Different SOC models can also be used to run equivalent numerical experiments to compare how their mechanistic representations affect the simulations. Bridging empirical knowledge, condensed into model calibrations, and theoretical knowledge gained by analysing the simulation results, has two virtues in terms of model complementarities. First, it enables researchers to explore how feedback mechanisms can result in distinct behaviours in different SOC models26,75,76. For instance, Sainte-Marie et al.75 explored how different conceptualisations and mathematical formalisations of SOC depolymerisation by different decomposer groups impact the chemistry and amount of organic matter during decomposition and at steady state. This analysis has a heuristic value in itself, independent of the subsequent validation of the model24. Second, bridging empirical and theoretical knowledge allows for testing the sensitivity of different models to shifts in driving variables20,76. For instance, Ito et al.20 highlighted the high sensitivities and uncertainties on the impact of land-use on future SOC dynamics at the global level in 15 DGVMs.

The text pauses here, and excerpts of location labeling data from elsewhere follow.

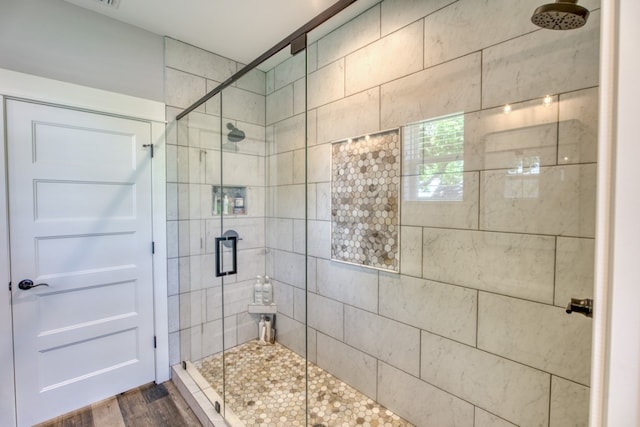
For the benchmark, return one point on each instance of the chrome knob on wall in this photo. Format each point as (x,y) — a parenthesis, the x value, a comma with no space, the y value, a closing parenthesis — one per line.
(584,306)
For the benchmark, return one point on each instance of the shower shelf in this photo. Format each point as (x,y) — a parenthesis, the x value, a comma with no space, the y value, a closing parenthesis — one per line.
(263,308)
(236,200)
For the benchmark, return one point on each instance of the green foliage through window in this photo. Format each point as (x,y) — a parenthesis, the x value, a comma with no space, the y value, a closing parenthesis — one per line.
(436,150)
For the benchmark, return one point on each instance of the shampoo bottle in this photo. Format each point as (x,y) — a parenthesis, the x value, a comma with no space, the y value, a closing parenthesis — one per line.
(257,291)
(267,291)
(268,330)
(225,205)
(262,331)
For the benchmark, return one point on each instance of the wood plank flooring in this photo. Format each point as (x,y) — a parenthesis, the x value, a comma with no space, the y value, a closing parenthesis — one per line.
(152,405)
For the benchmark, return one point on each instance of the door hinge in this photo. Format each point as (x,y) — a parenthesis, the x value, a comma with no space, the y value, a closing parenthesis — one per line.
(151,148)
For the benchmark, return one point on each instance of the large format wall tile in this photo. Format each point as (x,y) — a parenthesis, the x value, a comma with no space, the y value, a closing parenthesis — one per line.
(452,87)
(349,117)
(569,404)
(399,13)
(319,239)
(392,342)
(253,81)
(279,105)
(485,419)
(319,163)
(541,63)
(369,66)
(288,134)
(350,284)
(325,315)
(537,335)
(243,105)
(288,201)
(470,25)
(358,32)
(242,169)
(291,334)
(515,392)
(411,251)
(348,364)
(443,309)
(558,200)
(574,269)
(510,264)
(326,84)
(183,89)
(289,71)
(578,131)
(289,268)
(494,139)
(438,213)
(419,402)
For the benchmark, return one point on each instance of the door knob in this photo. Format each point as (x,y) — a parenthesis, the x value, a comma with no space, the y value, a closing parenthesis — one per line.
(584,306)
(27,284)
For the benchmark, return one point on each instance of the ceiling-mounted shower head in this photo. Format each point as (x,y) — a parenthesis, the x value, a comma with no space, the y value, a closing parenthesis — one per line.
(235,134)
(561,15)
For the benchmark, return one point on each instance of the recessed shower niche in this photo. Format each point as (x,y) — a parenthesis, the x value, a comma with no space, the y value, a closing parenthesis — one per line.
(229,200)
(365,194)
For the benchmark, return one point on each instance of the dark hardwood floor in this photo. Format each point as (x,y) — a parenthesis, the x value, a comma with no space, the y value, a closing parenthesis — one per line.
(152,405)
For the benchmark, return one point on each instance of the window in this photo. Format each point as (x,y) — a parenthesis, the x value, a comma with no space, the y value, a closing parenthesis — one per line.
(434,159)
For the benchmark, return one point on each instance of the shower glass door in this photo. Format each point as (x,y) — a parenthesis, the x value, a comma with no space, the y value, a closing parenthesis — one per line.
(259,210)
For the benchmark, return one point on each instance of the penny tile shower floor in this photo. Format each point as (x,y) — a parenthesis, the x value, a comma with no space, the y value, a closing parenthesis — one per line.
(265,387)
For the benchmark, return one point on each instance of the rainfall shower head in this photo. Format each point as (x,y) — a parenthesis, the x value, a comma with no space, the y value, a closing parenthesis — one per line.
(561,15)
(235,134)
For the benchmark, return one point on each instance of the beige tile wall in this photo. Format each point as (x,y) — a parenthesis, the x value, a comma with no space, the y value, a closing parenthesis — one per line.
(473,331)
(195,294)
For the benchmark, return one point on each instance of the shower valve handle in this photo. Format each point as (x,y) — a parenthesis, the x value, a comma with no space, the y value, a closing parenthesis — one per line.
(584,306)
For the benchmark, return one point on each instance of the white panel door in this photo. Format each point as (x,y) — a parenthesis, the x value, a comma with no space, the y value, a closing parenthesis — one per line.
(80,221)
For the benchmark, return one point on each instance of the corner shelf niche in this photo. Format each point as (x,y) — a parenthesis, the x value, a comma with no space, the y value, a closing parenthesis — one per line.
(262,308)
(229,200)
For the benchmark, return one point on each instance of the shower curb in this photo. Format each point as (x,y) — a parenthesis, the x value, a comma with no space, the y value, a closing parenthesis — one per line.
(199,396)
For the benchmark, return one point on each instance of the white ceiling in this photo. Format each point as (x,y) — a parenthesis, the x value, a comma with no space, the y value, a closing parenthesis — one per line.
(237,29)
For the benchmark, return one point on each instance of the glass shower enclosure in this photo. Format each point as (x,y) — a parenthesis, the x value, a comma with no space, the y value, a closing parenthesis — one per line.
(423,203)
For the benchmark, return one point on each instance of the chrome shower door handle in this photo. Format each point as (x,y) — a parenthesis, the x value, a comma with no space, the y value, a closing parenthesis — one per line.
(584,306)
(222,269)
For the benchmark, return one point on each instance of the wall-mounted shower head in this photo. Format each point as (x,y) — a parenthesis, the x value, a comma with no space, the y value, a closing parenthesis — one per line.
(235,134)
(561,15)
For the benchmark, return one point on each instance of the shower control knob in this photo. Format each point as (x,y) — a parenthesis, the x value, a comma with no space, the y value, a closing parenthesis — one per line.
(584,306)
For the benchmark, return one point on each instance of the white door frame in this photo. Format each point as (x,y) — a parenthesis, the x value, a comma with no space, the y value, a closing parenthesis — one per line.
(616,343)
(33,88)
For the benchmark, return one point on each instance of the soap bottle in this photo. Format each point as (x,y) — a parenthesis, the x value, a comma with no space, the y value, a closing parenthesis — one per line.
(216,204)
(268,330)
(257,291)
(267,291)
(262,331)
(225,204)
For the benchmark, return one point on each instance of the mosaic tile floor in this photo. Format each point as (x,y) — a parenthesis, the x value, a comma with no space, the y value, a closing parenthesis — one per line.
(265,388)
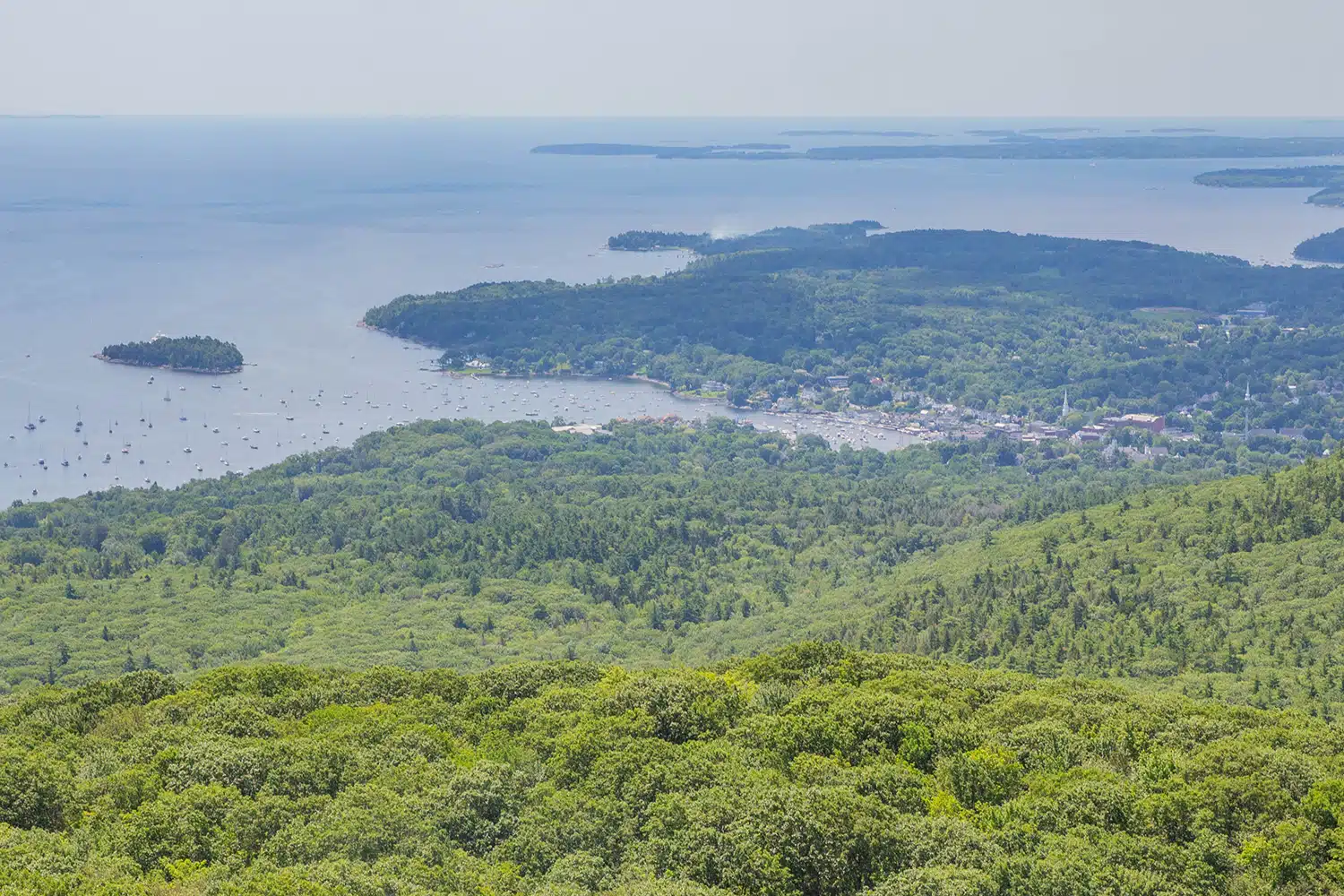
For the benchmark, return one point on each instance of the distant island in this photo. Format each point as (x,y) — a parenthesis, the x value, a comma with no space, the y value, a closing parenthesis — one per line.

Model diversity can also result in synergies when models are implemented into ensemble modelling approaches77,78,79. Considering multiple structurally diverse models for prediction allows to estimate the uncertainty of the simulated variables due to the different processes represented and their sensitivities to driving factors80. Weighted averages and model selection based on performance criteria reduce the prediction error and provide more robust predictions, relative to single model simulations77. However, standardizing modelling methods remains a fundamental issue in multi-model inter-comparison exercises77,78,79. For example, the choice of the parameters to calibrate, the initialization method to use for conceptually different soil compartments, and the estimation of forcing variables make model inter-comparisons difficult. Protocols are needed that also account for data availability81. Multi-model ensembles thus represent promising tools to account for uncertainties in the simulations and provide greater reliability than individual models.

Outlook

Soil organic carbon models are expected to predict SOC stock changes and to provide a sound biogeochemical context for simulating coupled soil-vegetation interactions. Yet, reliable model validation lags behind increasing model complexity. Based on a systematic review of ~250 models over 90 years, we advocate for stringent independent diachronic validation of prediction-aimed models at all scales based on sites and networks that provide time series of SOC stocks and/or C fluxes at plot, national and regional scales. Continued efforts to maintain these datasets are thus imperative to increase reliability and accuracy of SOC projections and predictions. In parallel to observation-based validation, predictive models can also be conceptually evaluated by comparing them to models designed for other goals, to identify processes that might have been neglected or incorrectly represented at the scale at which predictions are made.